Anise Koltz, Galaxies intérieures. Paris : Editions Arfuyen, 2013.

Brièveté, concision, netteté participent de la ciselure des textes poétiques du nouveau recueil d’Anise Koltz. Le tranchant les traverse : « Il y règne / une lumière polaire / glaciale / aiguë ». Il s’agit là de creuser, de faire le tour. Le titre épouse tous les textes. L’auteur s’engage en elle-même et avec elle-même, le monde entre les deux et les mots pour s’approcher tout en s’éloignant. Plurielle dans une, c’est ainsi que se considère Anise Koltz. Multiple identitaire et de partout sur la mappemonde. « […] le monde entier / est inscrit / dans mes paumes ».

Les textes échappent à un sens unique.
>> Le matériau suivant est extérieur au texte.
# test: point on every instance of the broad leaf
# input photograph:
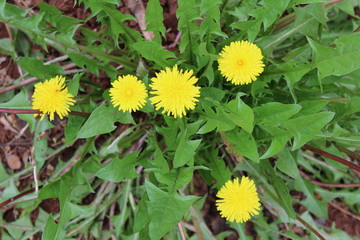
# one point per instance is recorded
(119, 168)
(102, 120)
(165, 209)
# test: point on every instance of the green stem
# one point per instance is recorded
(120, 60)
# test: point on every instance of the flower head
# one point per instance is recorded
(52, 97)
(129, 93)
(239, 200)
(175, 91)
(240, 62)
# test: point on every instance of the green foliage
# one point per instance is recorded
(136, 175)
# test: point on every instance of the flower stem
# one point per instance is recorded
(32, 111)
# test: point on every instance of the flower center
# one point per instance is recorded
(128, 92)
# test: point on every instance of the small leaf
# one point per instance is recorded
(119, 169)
(153, 51)
(37, 68)
(177, 177)
(287, 164)
(244, 144)
(165, 209)
(185, 151)
(274, 113)
(241, 114)
(306, 127)
(280, 188)
(220, 172)
(102, 120)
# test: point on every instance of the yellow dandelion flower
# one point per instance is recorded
(240, 62)
(175, 91)
(129, 93)
(239, 200)
(52, 97)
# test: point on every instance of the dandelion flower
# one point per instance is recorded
(240, 63)
(239, 200)
(175, 91)
(129, 93)
(52, 97)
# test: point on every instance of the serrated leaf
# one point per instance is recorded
(153, 51)
(274, 113)
(244, 144)
(287, 164)
(185, 151)
(240, 114)
(37, 68)
(119, 169)
(311, 203)
(280, 188)
(306, 127)
(102, 120)
(165, 209)
(142, 217)
(343, 59)
(220, 172)
(215, 120)
(178, 177)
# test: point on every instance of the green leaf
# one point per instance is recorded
(212, 92)
(154, 19)
(311, 203)
(38, 69)
(343, 59)
(153, 51)
(219, 171)
(240, 114)
(102, 120)
(215, 120)
(7, 48)
(178, 177)
(278, 141)
(287, 164)
(244, 144)
(165, 209)
(274, 113)
(312, 106)
(142, 217)
(92, 65)
(187, 16)
(50, 229)
(119, 169)
(306, 127)
(51, 190)
(118, 26)
(185, 151)
(280, 187)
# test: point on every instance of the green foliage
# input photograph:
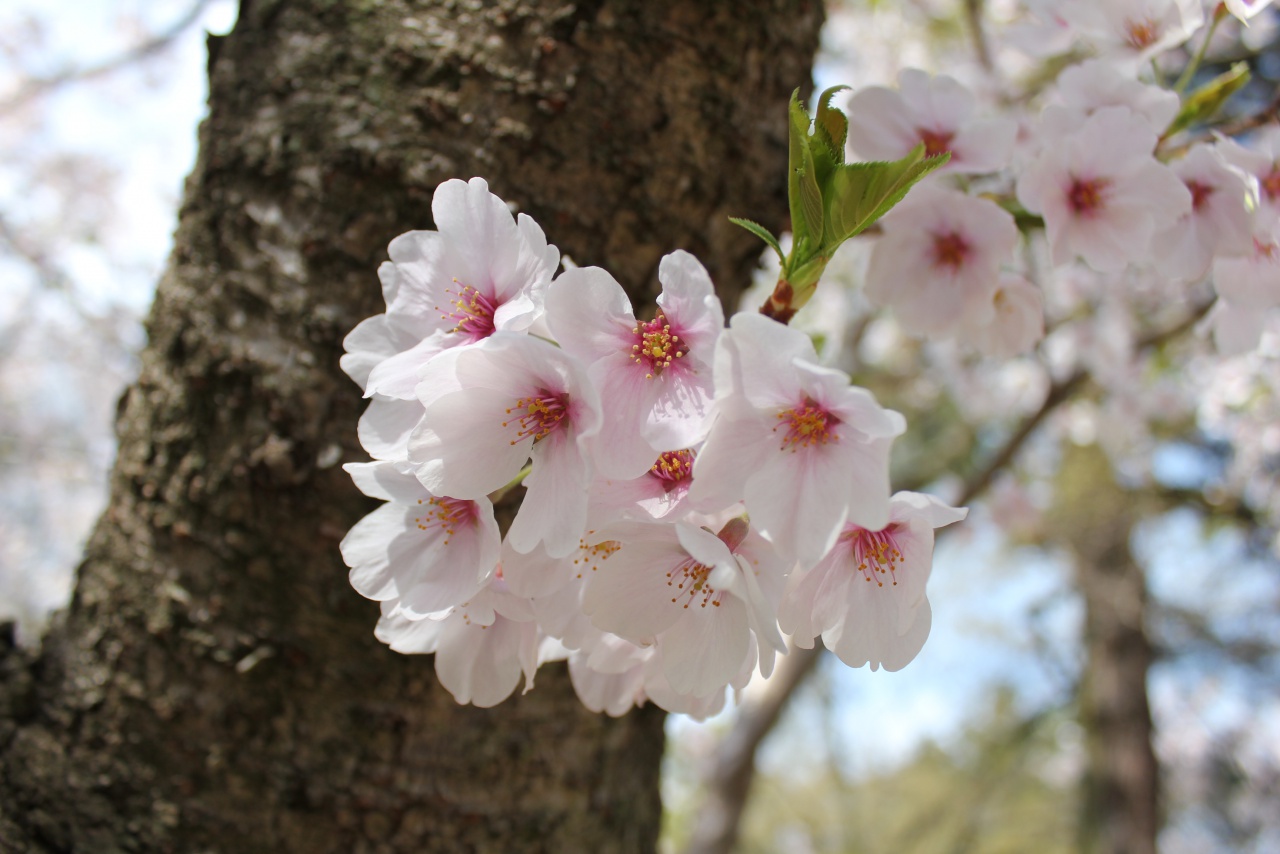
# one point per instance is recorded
(1207, 100)
(831, 200)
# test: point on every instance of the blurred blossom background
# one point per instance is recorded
(979, 744)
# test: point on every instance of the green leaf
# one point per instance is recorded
(1207, 100)
(831, 127)
(804, 196)
(863, 192)
(763, 233)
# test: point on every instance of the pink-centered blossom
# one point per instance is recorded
(1102, 193)
(484, 270)
(938, 261)
(425, 551)
(654, 375)
(1219, 223)
(1014, 324)
(886, 124)
(867, 597)
(1083, 90)
(1133, 28)
(488, 410)
(659, 493)
(803, 448)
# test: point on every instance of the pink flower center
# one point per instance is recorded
(950, 250)
(1200, 193)
(1087, 196)
(590, 557)
(447, 515)
(690, 583)
(690, 578)
(538, 416)
(472, 313)
(656, 346)
(1141, 33)
(807, 425)
(1271, 183)
(935, 141)
(675, 469)
(878, 553)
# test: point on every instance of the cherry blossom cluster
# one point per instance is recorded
(1106, 211)
(690, 492)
Ils convolent avec l’abstraction, avec l’ignorance et l’incertitude car le sujet qui parle n’est qu’une « équation » « qui reste à démontrer ». Les mots n’ont pas permis d’y voir clair. Ils n’ont fait qu’accentuer la conscience de leur imperfection. Le monde poétique évolue dans le clair-obscur. La lumière est en chasse. L’ombre est le monde de l’intériorité, celui des morts qui continuent de vivre dans la mémoire, celui de l’inconnu et de l’inconscient individuel et collectif. Koltz alterne ses retraits dans le monde et ses retours. Sans cesse elle combat ce qui l’agresse.

Pas un seul recueil où elle n’évoque son mari disparu et le lien qui l’unit toujours à lui. C’est la plupart du temps le rêve qui le fait réapparaître comme le poème qui lui fait signe.